The rock’n’roll bad boy of tennis is watchably if uncritically celebrated in this documentary portrait by Barney Douglas; it is a film that leaves unsolved the riddle, if it is a riddle, of John McEnroe’s confrontational on-court personality. (Ever since my own teen years, I have been waiting for an interviewer to ask John if he ever saw an opponent’s ball called out when it was obviously in, and was tempted to scream with perfectionist rage against his own interests.) McEnroe is an engaging raconteur: funny and disarming about his excessive drug use – specifically cocaine – under the influence of Dionysiac sensualist and Studio 54-habitué Vitas Gerulaitis back in the good old days of the wooden racket and the disco glitter ball. It surely exacerbated his alarming temper. “People today use performance-enhancing drugs,” says McEnroe. “We used performance-detracting drugs.” And as for drugs not being good for you, McEnroe cheerfully says: “They were good so you can appreciate your life a little more …” McEnroe can still summon a snarl when he remembers being told off by the grumpy Wimbledon authorities for not showing up to the champions’ dinner and doing the traditional dance with ladies’ champ Martina Navratilova: “Big fucking deal!”

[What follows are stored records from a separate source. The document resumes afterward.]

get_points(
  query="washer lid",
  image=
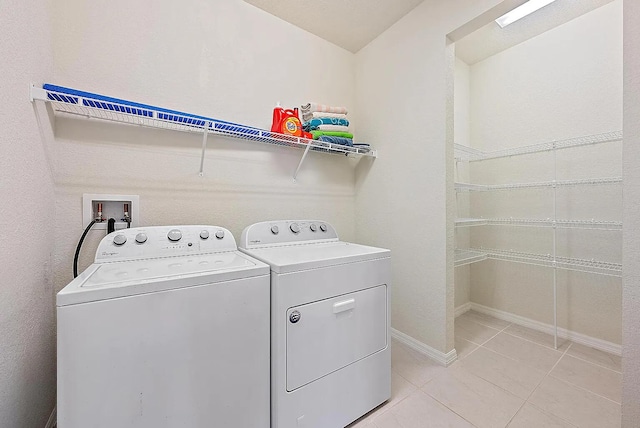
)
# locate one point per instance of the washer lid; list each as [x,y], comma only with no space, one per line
[102,281]
[294,258]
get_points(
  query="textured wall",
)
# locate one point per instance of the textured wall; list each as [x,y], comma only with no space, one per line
[562,84]
[27,339]
[631,249]
[462,127]
[401,201]
[228,60]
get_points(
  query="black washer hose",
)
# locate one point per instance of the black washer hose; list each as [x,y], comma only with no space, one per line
[75,258]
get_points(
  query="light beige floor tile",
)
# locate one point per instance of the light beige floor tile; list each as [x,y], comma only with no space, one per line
[610,361]
[532,354]
[485,319]
[472,331]
[580,407]
[598,379]
[478,401]
[511,375]
[464,347]
[536,336]
[413,366]
[419,411]
[400,389]
[531,417]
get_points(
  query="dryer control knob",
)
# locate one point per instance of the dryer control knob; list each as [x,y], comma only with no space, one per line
[119,239]
[174,235]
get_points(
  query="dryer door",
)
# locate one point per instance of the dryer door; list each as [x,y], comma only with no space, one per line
[325,336]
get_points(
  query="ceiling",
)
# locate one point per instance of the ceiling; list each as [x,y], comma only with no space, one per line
[350,24]
[491,39]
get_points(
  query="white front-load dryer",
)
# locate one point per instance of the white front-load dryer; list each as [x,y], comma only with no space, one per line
[168,328]
[330,350]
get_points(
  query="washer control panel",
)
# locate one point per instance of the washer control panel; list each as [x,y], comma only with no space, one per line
[163,241]
[287,232]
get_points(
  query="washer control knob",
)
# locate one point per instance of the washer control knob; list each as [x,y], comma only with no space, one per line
[174,235]
[119,239]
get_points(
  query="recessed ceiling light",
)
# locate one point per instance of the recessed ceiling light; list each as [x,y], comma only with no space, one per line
[522,11]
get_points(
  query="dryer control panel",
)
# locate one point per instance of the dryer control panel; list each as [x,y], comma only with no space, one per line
[282,232]
[163,241]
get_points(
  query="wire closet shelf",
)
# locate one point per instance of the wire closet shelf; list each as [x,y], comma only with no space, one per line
[465,153]
[472,255]
[529,222]
[125,112]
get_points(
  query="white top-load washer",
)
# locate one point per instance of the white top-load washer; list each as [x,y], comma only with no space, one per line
[330,350]
[169,327]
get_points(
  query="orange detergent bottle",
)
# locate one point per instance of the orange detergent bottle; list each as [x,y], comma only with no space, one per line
[286,121]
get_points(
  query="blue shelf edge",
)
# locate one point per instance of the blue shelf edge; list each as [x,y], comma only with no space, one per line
[89,99]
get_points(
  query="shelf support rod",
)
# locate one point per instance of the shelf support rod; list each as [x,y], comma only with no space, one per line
[204,147]
[304,155]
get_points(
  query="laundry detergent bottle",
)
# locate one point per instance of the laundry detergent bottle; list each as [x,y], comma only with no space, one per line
[286,121]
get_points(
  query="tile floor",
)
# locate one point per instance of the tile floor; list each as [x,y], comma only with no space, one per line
[506,376]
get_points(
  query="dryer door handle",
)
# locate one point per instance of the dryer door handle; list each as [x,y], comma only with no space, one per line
[345,305]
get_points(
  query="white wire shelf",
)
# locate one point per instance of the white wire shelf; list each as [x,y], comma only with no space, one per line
[470,154]
[467,222]
[565,263]
[465,257]
[529,222]
[109,109]
[468,187]
[472,255]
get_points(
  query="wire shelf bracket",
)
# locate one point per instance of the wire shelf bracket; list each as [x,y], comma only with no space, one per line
[77,103]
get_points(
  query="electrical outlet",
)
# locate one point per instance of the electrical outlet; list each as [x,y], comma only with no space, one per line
[112,207]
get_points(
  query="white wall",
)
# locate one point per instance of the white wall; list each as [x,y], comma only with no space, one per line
[631,250]
[402,198]
[27,221]
[224,59]
[565,83]
[462,128]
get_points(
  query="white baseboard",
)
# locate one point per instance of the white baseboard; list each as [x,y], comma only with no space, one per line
[563,333]
[432,353]
[51,423]
[462,309]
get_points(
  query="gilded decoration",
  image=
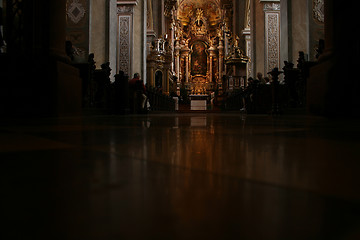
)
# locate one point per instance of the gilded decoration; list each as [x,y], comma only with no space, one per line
[199,46]
[75,11]
[318,10]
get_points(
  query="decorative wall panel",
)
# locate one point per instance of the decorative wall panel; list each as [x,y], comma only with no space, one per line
[272,36]
[124,48]
[318,10]
[77,25]
[125,12]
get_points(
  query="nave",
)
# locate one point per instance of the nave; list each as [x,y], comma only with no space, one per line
[172,176]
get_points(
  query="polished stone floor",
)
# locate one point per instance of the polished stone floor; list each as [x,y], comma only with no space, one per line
[180,176]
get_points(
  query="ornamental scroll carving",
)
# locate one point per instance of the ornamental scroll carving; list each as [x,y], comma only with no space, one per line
[318,10]
[272,41]
[124,44]
[75,11]
[272,35]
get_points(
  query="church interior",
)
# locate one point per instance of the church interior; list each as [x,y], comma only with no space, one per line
[245,124]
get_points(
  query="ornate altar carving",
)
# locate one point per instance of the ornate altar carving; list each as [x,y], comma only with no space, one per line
[199,41]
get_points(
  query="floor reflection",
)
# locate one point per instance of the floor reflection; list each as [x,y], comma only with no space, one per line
[190,176]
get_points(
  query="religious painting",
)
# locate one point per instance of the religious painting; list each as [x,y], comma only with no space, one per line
[198,59]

But the awful truth is that the good times were when he was on the way up, culminating in the mythic encounters with Björn Borg. Being and staying at the top was lonely and stressed; McEnroe’s invincibility inevitably cracked as the 80s wore on, and the road back down was unpleasant, complicated by his disintegrating marriage to Tatum O’Neal and his complex relationship with his father-slash-manager John McEnroe (who is shown reprimanding an interviewer for calling him “John McEnroe Sr” – he is just “John McEnroe”, he says; his son is “John McEnroe Jr”). John had to fire his dad as his manager because, he said, he wanted a real relationship with him. Doubtless that’s true for the most part, although I wonder if a part of both men knew that he was firing his dad because he thought a professional manager could reverse his slump.

I would have liked to hear more about McEnroe’s participation in seniors’ tournaments and his tremendous commentating career for the BBC. And I wondered if anyone was going to compare him with that other celebrity bad boy New Yorker and uber-winner with a formidable dad: Donald Trump. And what about his legacy? Did he normalise aggressive behaviour in tennis? It doesn’t look like it; perhaps the group dynamic is that there is only ever room for one superbrat, and now it seems to be Nick Kyrgios. The film shows McEnroe pacing the night-time streets of New York: it’s as good a metaphor as any for his restless personality.